Work for both of us started off with a bang on Jan. 2 and shows no signs of letting up for months to come, so it would be understandable if our culinary ambitions trailed off from the high points of the recent holiday.
But we have to keep our strength up, so Pam is making sure we eat our vegetables.
Last night, she put together a couple of dishes from the new cookbook that Kevin got us for Christmas,
The Art of Indian Vegetarian Cooking. The first was Aloo Sak, or potatoes and spinach, and the other was Baigan Simla Mirch Tarkari, sauteed eggplant and bell peppers.

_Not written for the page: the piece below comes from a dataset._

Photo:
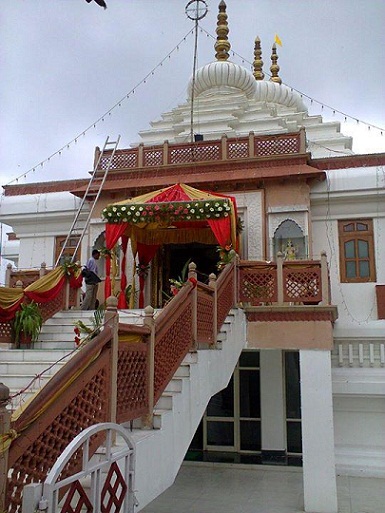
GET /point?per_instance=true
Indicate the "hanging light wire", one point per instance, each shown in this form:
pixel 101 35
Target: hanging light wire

A couple of surprises here.
The eggplant dish involved steaming the eggplant first, then combining with a giant mound of peppers (three large ones, sliced thin) that were sauteed with mustard seeds until they were blistered and shrunk down to little shreds of their former selves. Add freshly mixed garam masala according to Lord Krishna's recipe, and you have a remarkably dense and flavorful dish that is served with yogurt and cilantro.
Potatoes and spinach? That one you start by making French Fries! Once nicely browned in a thin layer of oil, you pull out the potatoes, dump a hot red spice mix into the oil, sizzle away the moisture, add the spinach and a bit later add the potatoes back in. Squeeze on some lemon and eat with some garlic nan (from the frozen food case at the wildly popular Fresh Farms International Market, 2626 W. Devon), and you have yourself a decent meal.
To keep the momentum going, Pam made some toasted mango, avocado and mozzarella sandwiches for brunch today with Granny and Carolyn. The sandwiches were marvelously light and clean-tasting, almost bland, but the side dish of fiery chipotle potatoes balanced things out.
We'll see how long we can keep this up before falling into the inevitable food rut.